Das Projekt Wilhelmsburg steht für gute Ideen, herzhaften Einsatz und seltene Konsequenz. An Geld aber mangelt es in einem Verein, dessen Beitragseinnahmen durch das spitze Profil begrenzt sind: nur Fussballerinnen, bevorzugt mit Migrationshintergrund, 107 Mitglieder aktuell. Es geht aufwärts, besonders seitdem sich der 1. FFC gezielt neue Bevölkerungsgruppen erschließt:  Unterstützt von IMIC, ein Verein zur Förderung von Integration, startete er 2010 die Aktion „Kick it like Africans“, um Mitglieder afrikanischer Herkunft zu werben. Dennoch sagt Radtke: „Mit den Beiträgen allein könnten wir nur den Trainings- und Spielbetrieb aufrechterhalten.“

Das jedoch liefe dem eigenen Anspruch zuwider. „Integration“ steht in der Satzung wie im Ehrenkodex des Vereins und ist als Arbeitsschwerpunkt der Vorsitzenden definiert – entsprechend den Gegebenheiten in Wilhelmsburg: Rund 55 Prozent der Stadtteilbewohner haben einen Migrationshintergrund. Unter den FFC-Mitgliedern liegt dieser Anteil sogar etwas höher, nicht wenige kommen aus sozial benachteiligten Familien. Sie zu „integrieren“, verlangt mehr als Sport.
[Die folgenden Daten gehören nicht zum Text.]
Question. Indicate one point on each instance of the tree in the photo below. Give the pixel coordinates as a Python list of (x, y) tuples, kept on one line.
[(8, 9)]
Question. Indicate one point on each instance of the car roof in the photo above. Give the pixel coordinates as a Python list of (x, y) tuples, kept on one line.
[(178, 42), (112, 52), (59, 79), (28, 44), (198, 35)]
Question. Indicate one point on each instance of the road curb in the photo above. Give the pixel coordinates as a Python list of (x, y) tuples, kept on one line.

Der 1. FFC Elbinsel lebt noch nicht lange, aber er lebt intensiv. Seine Gründung im Oktober 2006 verdankt sich einem Eindruck, den die Beteiligten in ihrer vorherigen Vereinsarbeit gewonnen hatten. Radtke, deren beide Töchter kicken, sagt: „Am Ende stehen die Mädchen meistens hinten an.“

So entstand 2006 zunächst eine Kooperation mit einem anderen Club. Als dieser im Februar 2007 ausstieg, ging es nicht bergab, sondern richtig los. „Wir hatten schon 30 Kids, das war zu viel, um aufzugeben“, sagt Radtke. Im selben Jahr initiierte man den SAGA GWG Girls Cup, heute eines der größten Hallenturniere für Frauen und Mädchen im Norden. Und in Partnerschaft mit einer Ganztagsschule lief eine Mädchenfußball AG an, die vorwiegend von Jugendlichen mit Migrationshintergrund belegt wird.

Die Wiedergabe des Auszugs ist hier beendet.